Puesto que hablo con quienes conocen la ley, les pregunto: ¿Acaso ignoran, hermanos, que la ley ejerce poder sobre alguien mientras esa persona vive?
Por ejemplo, por la ley una mujer casada está sujeta a su marido mientras este vive; pero si el marido muere, ella queda libre de la ley que la sujetaba a él.
Así que, si ella se une a otro hombre mientras su marido vive, comete adulterio, pero si su marido muere, ella queda libre de esa ley; de modo que, si se une a otro hombre, no comete adulterio.

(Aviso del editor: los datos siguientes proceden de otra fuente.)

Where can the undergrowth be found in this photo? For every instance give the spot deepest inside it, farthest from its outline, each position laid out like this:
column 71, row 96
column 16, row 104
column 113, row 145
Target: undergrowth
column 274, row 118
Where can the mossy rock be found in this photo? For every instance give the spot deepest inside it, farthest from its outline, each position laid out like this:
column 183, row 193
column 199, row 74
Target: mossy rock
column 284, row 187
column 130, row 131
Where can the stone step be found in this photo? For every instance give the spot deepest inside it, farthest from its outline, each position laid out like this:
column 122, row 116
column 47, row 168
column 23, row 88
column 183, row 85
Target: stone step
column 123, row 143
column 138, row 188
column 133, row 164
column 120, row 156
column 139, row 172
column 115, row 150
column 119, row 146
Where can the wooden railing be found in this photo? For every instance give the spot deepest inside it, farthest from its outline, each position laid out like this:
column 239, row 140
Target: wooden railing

Así también ustedes, hermanos míos, por medio del cuerpo de Cristo han muerto a la ley, para pertenecer a otro, al que resucitó de los muertos, a fin de que demos fruto para Dios.
Porque mientras vivíamos en la carne, las pasiones pecaminosas estimuladas por la ley actuaban en nuestros miembros y producían frutos que llevan a la muerte.

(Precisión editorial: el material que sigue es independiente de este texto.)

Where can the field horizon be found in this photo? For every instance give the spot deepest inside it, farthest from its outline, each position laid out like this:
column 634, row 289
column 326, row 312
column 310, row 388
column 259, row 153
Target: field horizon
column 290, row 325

Pero ahora que hemos muerto a su dominio, estamos libres de la ley, y de ese modo podemos servir en la vida nueva del Espíritu y no bajo el viejo régimen de la letra.
¿Concluiremos entonces que la ley es pecado? ¡De ninguna manera! Sin embargo, de no haber sido por la ley, yo no hubiera conocido el pecado; porque si la ley no dijera: «No codiciarás», tampoco yo habría sabido lo que es codiciar.
Pero el pecado se aprovechó del mandamiento y despertó en mí toda clase de codicia, porque sin la ley el pecado está muerto.
En un tiempo, yo vivía sin la ley, pero cuando vino el mandamiento, el pecado cobró vida y yo morí.
Entonces me di cuenta de que el mismo mandamiento que debía darme vida, me llevó a la muerte,
porque el pecado se aprovechó del mandamiento y me engañó, y por medio de él me mató.
Podemos decir, entonces, que la ley es santa, y que el mandamiento es santo, justo y bueno.
Pero entonces, ¿lo que es bueno, se convirtió en muerte para mí? ¡De ninguna manera! Más bien el pecado, para demostrar que es pecado, produjo en mí la muerte por medio de lo que es bueno, a fin de que por medio del mandamiento llegara a ser extremadamente pecaminoso.